The plot shows peak abundances around 30 %.
```{r}
# Subset data by taking only Firmicutes
tse_firmicutes <- tse_phylum["Firmicutes"]
# Gets the abundance table
abundance_firmicutes <- assay(tse_firmicutes, "relabundance")
# Creates a data frame object, where first column includes abundances
firmicutes_abund_df <- as.data.frame(t(abundance_firmicutes))
# Rename the first and only column
colnames(firmicutes_abund_df) <- "abund"
# Creates a plot. Parameters inside feom_density are optional. With
# geom_density(bw=1000), it is possible to adjust bandwidth.
firmicutes_abund_plot <- ggplot(firmicutes_abund_df, aes(x = abund)) +
geom_density(color="darkred", fill="lightblue") +
labs(x = "Relative abundance", title = "Firmicutes") +
theme_classic() + # Changes the background
scale_x_continuous(label = scales::percent)
firmicutes_abund_plot
```
```{r, echo=FALSE}
# # Does the same thing but differently
# # Calculates the density. Bandwidth can be adjusted; here, it is 0.065.
# # density() is from stats package
# density_firmicutes <- density(abundance_firmicutes, bw = 0.065)
#
# # Plots the density
# plot(density_firmicutes,
# xlab="Relative abundance",
# ylab="Density",
# main=paste0("Firmicutes (",density_firmicutes$n, " obs, ",
# density_firmicutes$bw, " bw)"))
```
For more visualization options and examples, see the [miaViz vignette](https://microbiome.github.io/miaViz/articles/miaViz.html).
## Exercises (optional)
Explore some of the following questions on your own by following
[online examples](https://microbiome.github.io/OMA/). Prepare a
reproducible report (Rmarkdown), and include the code that you use to
import the data and generate the analyses.

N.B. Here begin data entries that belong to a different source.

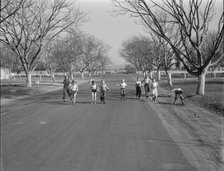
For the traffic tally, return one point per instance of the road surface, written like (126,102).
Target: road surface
(41,133)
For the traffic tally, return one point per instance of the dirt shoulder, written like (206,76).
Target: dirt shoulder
(198,132)
(13,92)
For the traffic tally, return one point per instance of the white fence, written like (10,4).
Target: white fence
(180,72)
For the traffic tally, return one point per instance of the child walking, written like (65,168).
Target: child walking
(74,88)
(93,88)
(154,90)
(103,88)
(147,81)
(138,86)
(123,85)
(66,87)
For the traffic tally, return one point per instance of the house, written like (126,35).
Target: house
(5,73)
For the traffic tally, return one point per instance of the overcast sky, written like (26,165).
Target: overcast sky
(110,29)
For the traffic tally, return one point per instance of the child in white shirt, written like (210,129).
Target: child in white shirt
(123,85)
(103,88)
(138,86)
(178,93)
(154,90)
(74,89)
(93,88)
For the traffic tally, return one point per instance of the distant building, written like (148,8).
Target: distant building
(5,73)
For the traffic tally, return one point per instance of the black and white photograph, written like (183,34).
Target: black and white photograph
(112,85)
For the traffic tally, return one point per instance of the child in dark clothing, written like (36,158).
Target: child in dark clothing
(103,88)
(66,87)
(138,86)
(178,93)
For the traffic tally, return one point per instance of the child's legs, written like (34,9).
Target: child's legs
(94,96)
(74,96)
(140,92)
(64,92)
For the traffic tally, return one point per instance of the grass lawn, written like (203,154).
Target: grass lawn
(213,99)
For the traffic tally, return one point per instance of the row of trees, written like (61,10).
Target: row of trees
(46,32)
(183,27)
(149,53)
(76,52)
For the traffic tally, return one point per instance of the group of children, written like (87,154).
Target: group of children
(147,83)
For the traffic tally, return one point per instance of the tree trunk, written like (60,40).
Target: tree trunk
(53,77)
(28,79)
(201,84)
(158,75)
(170,79)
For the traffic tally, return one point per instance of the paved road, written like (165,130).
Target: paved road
(44,134)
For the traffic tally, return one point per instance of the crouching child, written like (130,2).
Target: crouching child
(178,94)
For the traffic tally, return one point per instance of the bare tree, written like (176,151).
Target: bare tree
(8,60)
(192,19)
(33,26)
(54,57)
(8,8)
(92,51)
(137,51)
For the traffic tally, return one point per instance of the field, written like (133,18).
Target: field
(213,99)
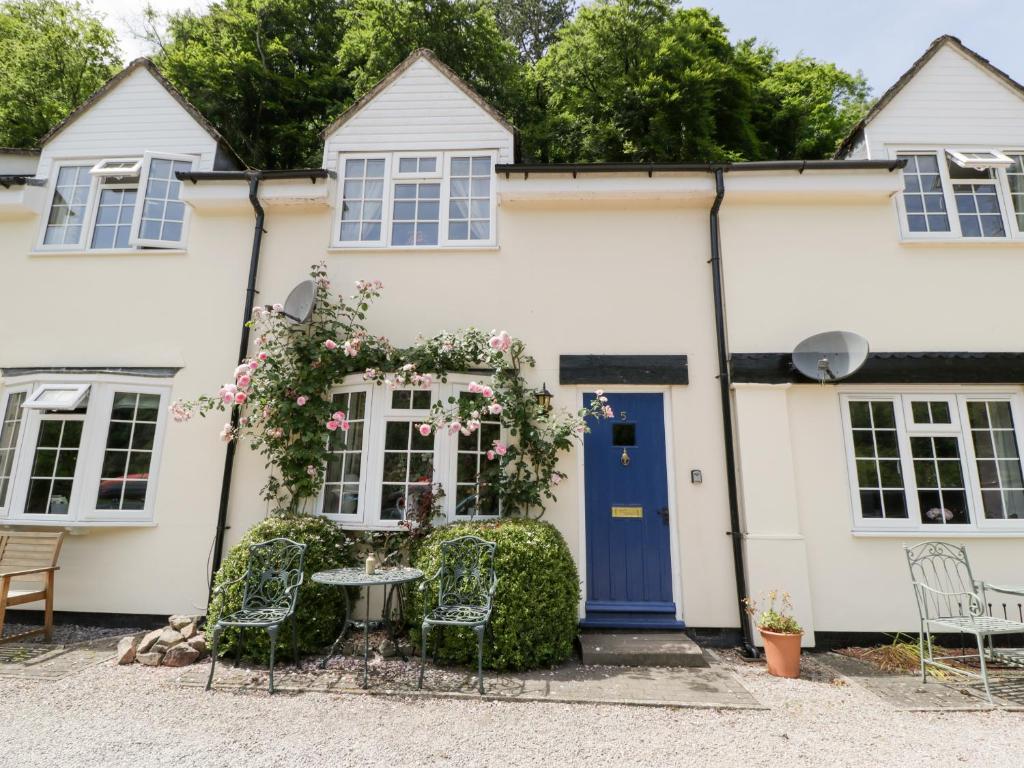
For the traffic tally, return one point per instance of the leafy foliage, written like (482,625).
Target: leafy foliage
(534,622)
(284,392)
(773,619)
(52,55)
(321,609)
(262,71)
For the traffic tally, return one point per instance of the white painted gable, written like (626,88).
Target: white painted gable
(951,100)
(137,115)
(421,110)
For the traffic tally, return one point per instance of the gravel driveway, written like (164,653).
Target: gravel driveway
(109,716)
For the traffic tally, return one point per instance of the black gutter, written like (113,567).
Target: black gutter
(651,168)
(725,387)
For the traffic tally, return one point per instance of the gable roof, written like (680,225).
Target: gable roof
(848,143)
(397,72)
(148,66)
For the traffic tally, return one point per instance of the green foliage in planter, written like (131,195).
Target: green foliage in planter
(321,609)
(534,622)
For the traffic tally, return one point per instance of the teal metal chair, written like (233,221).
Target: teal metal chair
(466,586)
(272,578)
(950,600)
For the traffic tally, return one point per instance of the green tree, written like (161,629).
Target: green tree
(264,72)
(52,55)
(642,80)
(462,33)
(531,25)
(803,108)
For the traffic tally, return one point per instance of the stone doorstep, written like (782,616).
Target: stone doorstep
(640,649)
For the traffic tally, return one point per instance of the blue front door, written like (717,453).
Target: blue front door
(629,566)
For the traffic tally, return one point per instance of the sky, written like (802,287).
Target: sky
(882,38)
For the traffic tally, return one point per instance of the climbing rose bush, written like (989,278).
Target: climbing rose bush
(280,399)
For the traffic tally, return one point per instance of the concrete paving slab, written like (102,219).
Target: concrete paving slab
(640,649)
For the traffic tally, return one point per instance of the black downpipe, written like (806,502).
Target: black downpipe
(725,386)
(225,486)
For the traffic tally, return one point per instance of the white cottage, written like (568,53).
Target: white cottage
(134,250)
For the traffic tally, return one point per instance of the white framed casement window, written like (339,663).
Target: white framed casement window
(382,467)
(962,194)
(417,200)
(117,204)
(934,462)
(84,461)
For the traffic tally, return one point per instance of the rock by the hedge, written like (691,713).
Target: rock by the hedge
(199,643)
(181,654)
(167,639)
(127,648)
(147,641)
(150,659)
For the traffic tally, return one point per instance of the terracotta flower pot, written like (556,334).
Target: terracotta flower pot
(781,652)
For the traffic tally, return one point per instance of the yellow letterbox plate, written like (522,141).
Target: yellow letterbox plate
(627,511)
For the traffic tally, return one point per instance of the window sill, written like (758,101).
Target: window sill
(963,242)
(412,249)
(918,534)
(114,252)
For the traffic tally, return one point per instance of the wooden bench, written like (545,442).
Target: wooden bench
(28,562)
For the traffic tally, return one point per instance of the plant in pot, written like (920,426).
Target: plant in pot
(779,632)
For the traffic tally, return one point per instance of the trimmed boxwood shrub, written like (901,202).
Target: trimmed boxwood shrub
(534,623)
(321,609)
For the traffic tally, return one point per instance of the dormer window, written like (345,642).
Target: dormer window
(984,187)
(117,204)
(421,200)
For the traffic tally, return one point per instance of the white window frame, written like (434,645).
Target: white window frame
(378,414)
(955,235)
(905,429)
(382,242)
(391,176)
(95,424)
(135,244)
(102,169)
(138,242)
(7,393)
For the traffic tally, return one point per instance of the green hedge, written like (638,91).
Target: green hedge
(321,609)
(534,623)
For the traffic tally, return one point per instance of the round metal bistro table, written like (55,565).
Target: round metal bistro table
(389,578)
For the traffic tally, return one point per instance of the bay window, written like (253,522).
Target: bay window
(117,204)
(382,468)
(970,194)
(423,200)
(934,462)
(80,452)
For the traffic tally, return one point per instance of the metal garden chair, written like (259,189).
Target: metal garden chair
(272,578)
(950,600)
(466,585)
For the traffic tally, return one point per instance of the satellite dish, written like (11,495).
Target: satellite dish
(830,356)
(300,302)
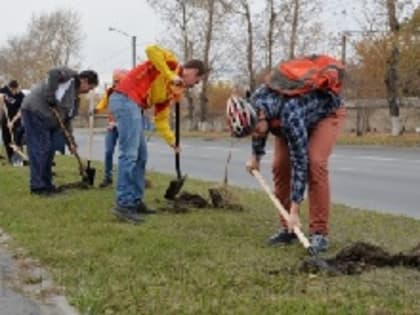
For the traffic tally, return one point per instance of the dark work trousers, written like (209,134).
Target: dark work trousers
(39,141)
(7,139)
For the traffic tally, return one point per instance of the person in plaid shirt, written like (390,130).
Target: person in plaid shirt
(305,129)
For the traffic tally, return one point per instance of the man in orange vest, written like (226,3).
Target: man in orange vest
(155,83)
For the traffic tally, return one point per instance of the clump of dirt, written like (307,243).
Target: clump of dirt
(360,257)
(192,200)
(148,183)
(77,185)
(184,202)
(224,198)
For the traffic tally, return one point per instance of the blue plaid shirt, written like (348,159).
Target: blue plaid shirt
(297,115)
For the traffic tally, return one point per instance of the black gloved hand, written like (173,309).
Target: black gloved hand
(52,102)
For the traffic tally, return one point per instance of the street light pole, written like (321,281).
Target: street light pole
(343,48)
(133,43)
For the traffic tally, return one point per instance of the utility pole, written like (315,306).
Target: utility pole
(343,48)
(133,43)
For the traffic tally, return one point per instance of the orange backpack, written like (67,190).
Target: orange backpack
(299,76)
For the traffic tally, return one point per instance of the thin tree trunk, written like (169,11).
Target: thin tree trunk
(250,46)
(207,46)
(295,24)
(187,56)
(270,35)
(391,75)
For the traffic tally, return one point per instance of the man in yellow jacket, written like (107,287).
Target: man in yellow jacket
(155,83)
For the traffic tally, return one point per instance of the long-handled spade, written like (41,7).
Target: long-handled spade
(88,177)
(89,169)
(19,158)
(176,184)
(316,260)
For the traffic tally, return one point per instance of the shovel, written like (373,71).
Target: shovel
(19,158)
(90,170)
(316,260)
(87,176)
(176,184)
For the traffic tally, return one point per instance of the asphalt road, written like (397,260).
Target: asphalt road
(382,179)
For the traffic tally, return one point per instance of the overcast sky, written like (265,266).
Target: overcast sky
(104,50)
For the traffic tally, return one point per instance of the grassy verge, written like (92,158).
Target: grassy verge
(203,262)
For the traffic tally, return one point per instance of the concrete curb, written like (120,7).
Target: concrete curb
(30,282)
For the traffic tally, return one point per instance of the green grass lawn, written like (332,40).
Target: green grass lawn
(202,262)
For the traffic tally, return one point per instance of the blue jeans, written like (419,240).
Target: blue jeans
(111,138)
(39,140)
(132,151)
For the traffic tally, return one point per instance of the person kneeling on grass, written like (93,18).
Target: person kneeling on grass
(59,91)
(305,127)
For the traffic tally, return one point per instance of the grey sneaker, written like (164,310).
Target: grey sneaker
(282,237)
(105,183)
(319,242)
(127,214)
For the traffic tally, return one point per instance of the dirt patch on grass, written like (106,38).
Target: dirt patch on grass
(360,257)
(223,197)
(220,198)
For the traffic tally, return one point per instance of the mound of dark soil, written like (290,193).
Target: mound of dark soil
(360,257)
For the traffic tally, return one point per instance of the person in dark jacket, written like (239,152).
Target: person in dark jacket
(61,91)
(11,126)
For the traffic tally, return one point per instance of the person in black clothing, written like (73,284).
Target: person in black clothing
(12,98)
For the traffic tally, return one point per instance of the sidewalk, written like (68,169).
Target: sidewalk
(14,294)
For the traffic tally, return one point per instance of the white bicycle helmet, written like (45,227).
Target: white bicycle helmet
(241,116)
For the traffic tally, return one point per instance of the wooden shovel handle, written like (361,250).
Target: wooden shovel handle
(302,238)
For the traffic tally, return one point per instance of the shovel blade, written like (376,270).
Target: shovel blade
(175,187)
(89,177)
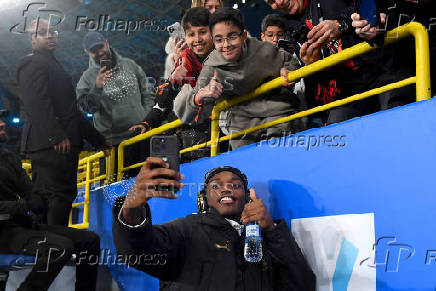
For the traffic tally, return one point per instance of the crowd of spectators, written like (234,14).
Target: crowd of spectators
(216,59)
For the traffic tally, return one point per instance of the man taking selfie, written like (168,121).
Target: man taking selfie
(116,91)
(205,251)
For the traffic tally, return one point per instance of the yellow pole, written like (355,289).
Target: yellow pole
(87,190)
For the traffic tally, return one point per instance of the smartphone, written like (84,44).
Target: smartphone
(368,11)
(166,147)
(106,63)
(176,30)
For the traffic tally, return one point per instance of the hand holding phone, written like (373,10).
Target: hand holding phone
(153,173)
(176,30)
(107,64)
(368,11)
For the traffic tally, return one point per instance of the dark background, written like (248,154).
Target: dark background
(147,48)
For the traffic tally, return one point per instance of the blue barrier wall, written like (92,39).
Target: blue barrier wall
(384,164)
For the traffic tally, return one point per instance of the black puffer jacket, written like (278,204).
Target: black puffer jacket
(204,252)
(50,106)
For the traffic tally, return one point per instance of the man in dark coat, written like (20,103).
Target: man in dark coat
(330,31)
(53,245)
(205,251)
(54,129)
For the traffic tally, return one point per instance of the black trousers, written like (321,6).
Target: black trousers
(53,246)
(54,176)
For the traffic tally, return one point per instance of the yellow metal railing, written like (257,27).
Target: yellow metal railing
(28,168)
(91,177)
(422,81)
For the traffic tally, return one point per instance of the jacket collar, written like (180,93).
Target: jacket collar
(93,64)
(44,53)
(215,59)
(213,218)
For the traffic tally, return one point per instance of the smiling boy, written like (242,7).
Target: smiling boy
(195,23)
(245,63)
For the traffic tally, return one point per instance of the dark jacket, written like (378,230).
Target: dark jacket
(15,191)
(204,252)
(50,105)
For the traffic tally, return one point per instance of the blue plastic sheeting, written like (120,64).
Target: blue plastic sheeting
(383,164)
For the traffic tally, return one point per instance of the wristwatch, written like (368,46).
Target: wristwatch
(342,25)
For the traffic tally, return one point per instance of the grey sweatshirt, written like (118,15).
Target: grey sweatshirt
(122,102)
(259,62)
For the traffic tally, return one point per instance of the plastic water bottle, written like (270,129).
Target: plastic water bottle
(253,243)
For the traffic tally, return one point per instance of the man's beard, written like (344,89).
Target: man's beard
(3,138)
(105,56)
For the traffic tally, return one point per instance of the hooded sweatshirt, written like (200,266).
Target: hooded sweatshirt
(259,62)
(124,101)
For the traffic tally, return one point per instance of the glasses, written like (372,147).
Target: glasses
(229,186)
(271,35)
(219,41)
(46,33)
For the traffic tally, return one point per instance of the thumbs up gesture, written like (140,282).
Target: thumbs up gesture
(257,211)
(214,89)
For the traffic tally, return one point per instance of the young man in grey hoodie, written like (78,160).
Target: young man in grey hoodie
(116,91)
(237,66)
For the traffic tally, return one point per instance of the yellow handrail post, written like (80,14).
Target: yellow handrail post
(87,190)
(423,83)
(110,167)
(214,132)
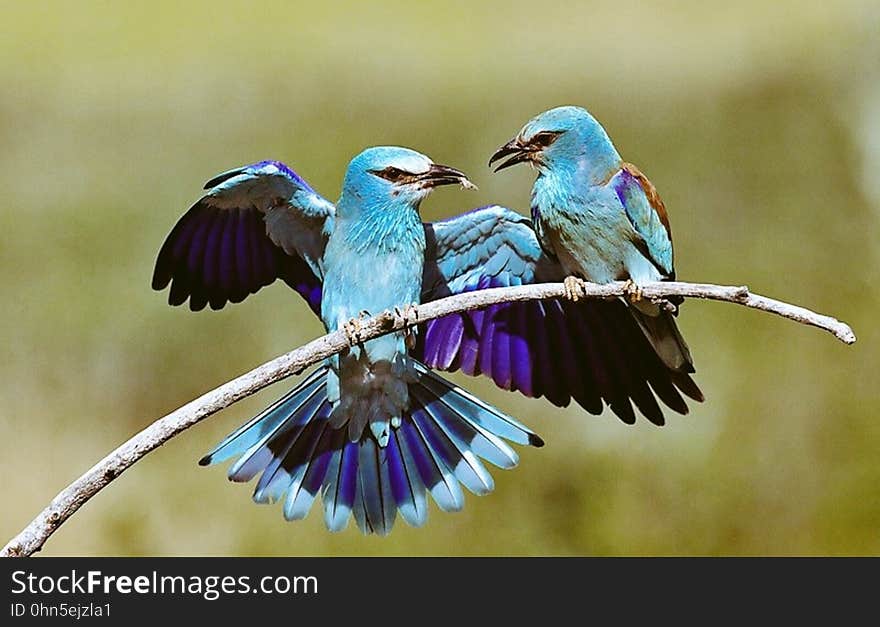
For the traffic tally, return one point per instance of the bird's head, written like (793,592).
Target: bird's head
(385,174)
(565,138)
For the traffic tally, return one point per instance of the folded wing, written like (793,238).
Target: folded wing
(254,225)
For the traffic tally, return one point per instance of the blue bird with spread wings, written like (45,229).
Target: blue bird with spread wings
(603,220)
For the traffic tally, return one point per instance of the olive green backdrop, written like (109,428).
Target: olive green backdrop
(759,125)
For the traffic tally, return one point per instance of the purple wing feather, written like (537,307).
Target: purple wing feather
(592,351)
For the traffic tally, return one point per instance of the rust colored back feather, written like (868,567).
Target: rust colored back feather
(651,193)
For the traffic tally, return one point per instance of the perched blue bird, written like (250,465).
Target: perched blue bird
(603,220)
(372,429)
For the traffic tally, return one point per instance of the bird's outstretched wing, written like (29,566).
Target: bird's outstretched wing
(590,351)
(256,223)
(647,214)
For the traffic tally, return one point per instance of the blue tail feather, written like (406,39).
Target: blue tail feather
(437,448)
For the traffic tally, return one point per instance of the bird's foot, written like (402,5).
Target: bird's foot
(633,291)
(574,288)
(410,316)
(665,305)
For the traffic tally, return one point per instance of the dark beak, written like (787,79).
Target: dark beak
(444,175)
(516,150)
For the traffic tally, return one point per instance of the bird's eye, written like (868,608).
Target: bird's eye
(391,174)
(545,138)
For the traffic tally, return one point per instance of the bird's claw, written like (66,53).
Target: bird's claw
(409,314)
(633,291)
(574,288)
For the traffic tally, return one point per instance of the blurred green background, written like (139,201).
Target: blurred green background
(760,126)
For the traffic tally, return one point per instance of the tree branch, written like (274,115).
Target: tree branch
(68,501)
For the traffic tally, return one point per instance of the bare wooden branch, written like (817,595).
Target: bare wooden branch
(68,501)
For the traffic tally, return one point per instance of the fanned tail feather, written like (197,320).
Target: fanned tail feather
(439,446)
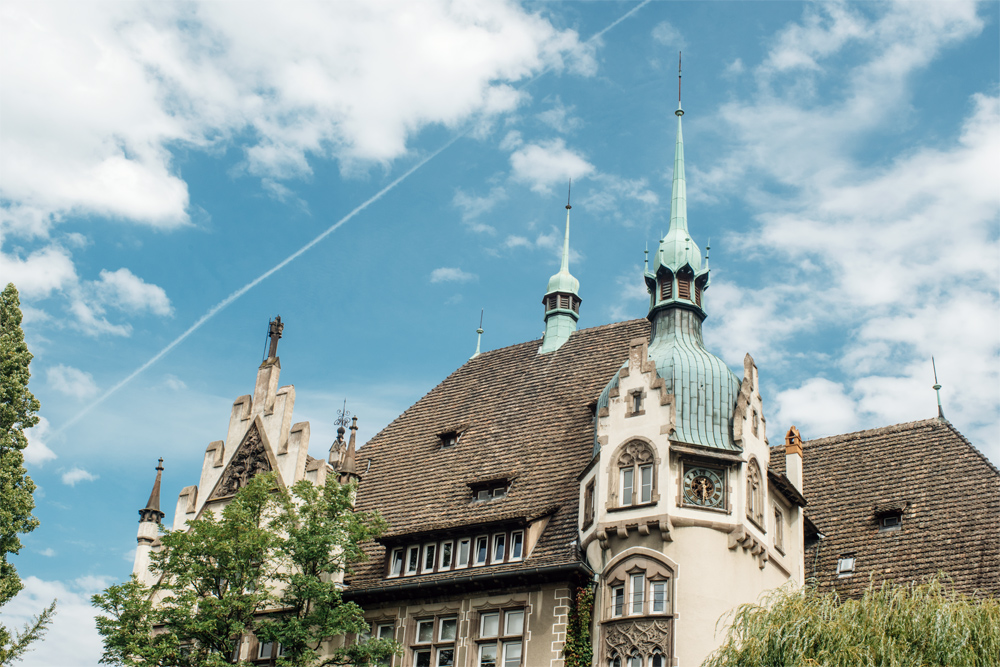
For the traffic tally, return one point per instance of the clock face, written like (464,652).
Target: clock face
(703,486)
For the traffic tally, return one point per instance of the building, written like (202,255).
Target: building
(626,460)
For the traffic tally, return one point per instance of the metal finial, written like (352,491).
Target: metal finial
(342,415)
(479,333)
(679,112)
(937,389)
(274,329)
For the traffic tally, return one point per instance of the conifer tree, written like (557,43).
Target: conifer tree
(17,412)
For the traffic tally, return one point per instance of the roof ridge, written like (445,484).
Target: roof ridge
(892,428)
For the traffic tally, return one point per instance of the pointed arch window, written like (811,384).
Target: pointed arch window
(637,478)
(755,494)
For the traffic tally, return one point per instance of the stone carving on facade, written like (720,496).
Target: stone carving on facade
(644,637)
(635,453)
(249,460)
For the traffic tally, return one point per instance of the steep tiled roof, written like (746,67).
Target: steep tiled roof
(521,415)
(948,491)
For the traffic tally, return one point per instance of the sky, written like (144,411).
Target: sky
(172,175)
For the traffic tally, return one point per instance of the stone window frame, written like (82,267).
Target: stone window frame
(634,394)
(501,639)
(614,475)
(756,499)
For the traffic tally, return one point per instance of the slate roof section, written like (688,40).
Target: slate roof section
(521,413)
(948,491)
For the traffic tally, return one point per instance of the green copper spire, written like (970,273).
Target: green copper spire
(561,300)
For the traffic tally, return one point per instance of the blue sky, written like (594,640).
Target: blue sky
(156,159)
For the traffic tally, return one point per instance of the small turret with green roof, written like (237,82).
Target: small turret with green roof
(561,301)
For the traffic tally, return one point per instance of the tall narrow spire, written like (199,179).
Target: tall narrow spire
(937,389)
(151,513)
(562,299)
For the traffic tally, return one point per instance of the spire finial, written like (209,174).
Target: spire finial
(937,389)
(274,329)
(151,512)
(679,112)
(564,267)
(479,333)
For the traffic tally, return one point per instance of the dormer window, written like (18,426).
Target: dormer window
(890,521)
(845,566)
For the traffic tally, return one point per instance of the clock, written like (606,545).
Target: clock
(703,487)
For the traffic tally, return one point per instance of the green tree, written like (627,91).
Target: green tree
(17,412)
(890,625)
(270,550)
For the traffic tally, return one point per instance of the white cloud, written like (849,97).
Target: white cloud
(75,475)
(37,452)
(97,95)
(668,35)
(126,291)
(71,381)
(72,639)
(40,273)
(450,274)
(547,163)
(890,263)
(560,117)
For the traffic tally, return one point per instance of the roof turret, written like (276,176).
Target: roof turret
(561,301)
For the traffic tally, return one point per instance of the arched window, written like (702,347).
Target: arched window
(755,494)
(637,475)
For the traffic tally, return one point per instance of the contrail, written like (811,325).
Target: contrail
(295,255)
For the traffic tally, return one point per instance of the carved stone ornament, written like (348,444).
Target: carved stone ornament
(635,452)
(249,460)
(639,636)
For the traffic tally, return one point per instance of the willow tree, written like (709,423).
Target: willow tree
(889,625)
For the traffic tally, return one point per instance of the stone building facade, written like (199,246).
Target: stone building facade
(626,460)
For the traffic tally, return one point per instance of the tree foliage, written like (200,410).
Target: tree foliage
(263,566)
(17,412)
(889,625)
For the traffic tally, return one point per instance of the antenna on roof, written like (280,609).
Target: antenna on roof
(937,389)
(479,331)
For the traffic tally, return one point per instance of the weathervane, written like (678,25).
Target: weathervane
(342,415)
(937,389)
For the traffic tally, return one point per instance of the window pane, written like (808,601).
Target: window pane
(429,551)
(638,584)
(627,487)
(412,559)
(446,657)
(482,543)
(448,626)
(425,631)
(488,655)
(659,589)
(490,625)
(512,654)
(463,553)
(647,483)
(617,600)
(499,547)
(514,624)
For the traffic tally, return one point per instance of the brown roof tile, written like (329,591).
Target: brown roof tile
(525,415)
(948,491)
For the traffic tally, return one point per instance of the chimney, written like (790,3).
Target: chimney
(793,457)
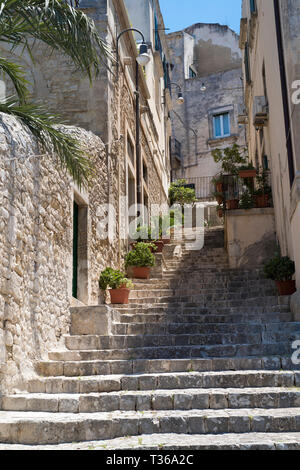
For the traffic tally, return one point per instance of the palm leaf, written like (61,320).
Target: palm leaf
(58,25)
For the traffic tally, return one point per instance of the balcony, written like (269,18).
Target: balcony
(203,186)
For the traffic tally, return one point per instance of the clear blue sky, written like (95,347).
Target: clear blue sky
(178,14)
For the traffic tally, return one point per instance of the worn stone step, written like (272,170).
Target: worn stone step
(174,327)
(172,337)
(194,309)
(163,442)
(203,300)
(165,319)
(184,352)
(187,399)
(163,381)
(179,336)
(53,428)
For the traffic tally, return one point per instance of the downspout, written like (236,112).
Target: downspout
(138,145)
(285,96)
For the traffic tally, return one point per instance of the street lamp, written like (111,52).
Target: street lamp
(142,59)
(180,98)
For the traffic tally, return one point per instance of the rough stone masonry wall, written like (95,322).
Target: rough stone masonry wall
(36,199)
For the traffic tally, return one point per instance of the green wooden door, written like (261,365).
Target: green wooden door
(75,251)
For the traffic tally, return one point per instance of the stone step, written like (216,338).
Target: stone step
(53,428)
(176,337)
(164,319)
(183,328)
(203,300)
(140,380)
(177,442)
(146,400)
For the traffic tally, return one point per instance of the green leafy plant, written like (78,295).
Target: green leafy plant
(114,279)
(231,158)
(179,194)
(279,268)
(62,28)
(140,256)
(246,201)
(246,167)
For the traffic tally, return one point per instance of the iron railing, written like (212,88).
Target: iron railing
(233,188)
(73,3)
(204,187)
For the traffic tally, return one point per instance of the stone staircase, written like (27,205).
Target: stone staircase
(199,359)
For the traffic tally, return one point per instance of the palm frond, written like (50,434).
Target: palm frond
(16,74)
(45,127)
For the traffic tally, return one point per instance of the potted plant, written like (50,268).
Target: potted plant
(119,285)
(141,259)
(232,204)
(246,201)
(281,270)
(231,158)
(247,171)
(143,234)
(219,210)
(218,182)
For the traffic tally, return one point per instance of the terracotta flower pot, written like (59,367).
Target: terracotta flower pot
(286,287)
(159,244)
(261,201)
(119,296)
(247,173)
(141,272)
(232,204)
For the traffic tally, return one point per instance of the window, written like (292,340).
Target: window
(253,7)
(192,73)
(130,150)
(221,125)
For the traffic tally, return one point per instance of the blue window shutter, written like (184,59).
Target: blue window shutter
(226,125)
(217,126)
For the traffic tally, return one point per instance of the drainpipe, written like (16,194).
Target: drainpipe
(285,96)
(138,145)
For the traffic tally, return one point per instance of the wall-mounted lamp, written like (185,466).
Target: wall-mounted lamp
(143,57)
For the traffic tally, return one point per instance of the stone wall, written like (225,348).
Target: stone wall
(250,237)
(36,226)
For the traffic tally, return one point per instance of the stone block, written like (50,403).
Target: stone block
(95,320)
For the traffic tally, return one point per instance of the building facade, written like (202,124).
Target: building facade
(54,235)
(207,66)
(270,41)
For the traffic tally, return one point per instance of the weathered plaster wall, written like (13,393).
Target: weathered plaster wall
(36,227)
(216,48)
(250,237)
(202,46)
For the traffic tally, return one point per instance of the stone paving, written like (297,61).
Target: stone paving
(203,350)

* **Abundance table** Retrieve the taxonomic abundance table from the
example data set (TSE object). Tip: check "assays" in [data import
section](https://microbiome.github.io/OMA/data-introduction.html#loading-experimental-microbiome-data)
* How many different samples and genus-level groups this phyloseq
object has? Tips: see dim(), rowData()
* What is the maximum abundance of Akkermansia in this data set? Tip:
aggregate the data to Genus level with agglomerateByRank, pick
abundance assay, and check a given genus (row) in the assay
* Draw a histogram of library sizes (total number of reads per
sample). Tip: Library size section in
[OMA](https://microbiome.github.io/OMA/quality-control.html). You
can use the available function, or count the sum of reads per
sample by using the colSums command applied on the abundance
table. Check [Vandeputte et
al. 2017](https://www.nature.com/articles/nature24460) for further
discussion on the differences between absolute and relative
quantification of microbial abundances.
* **Taxonomy table** Retrieve the taxonomy table and print out the
first few lines of it with the R command head(). Investigate how
many different phylum-level groups this phyloseq object has? Tips:
rowData, taxonomicRanks in
[OMA](https://microbiome.github.io/OMA/taxonomic-information.html#functions-to-access-taxonomic-information).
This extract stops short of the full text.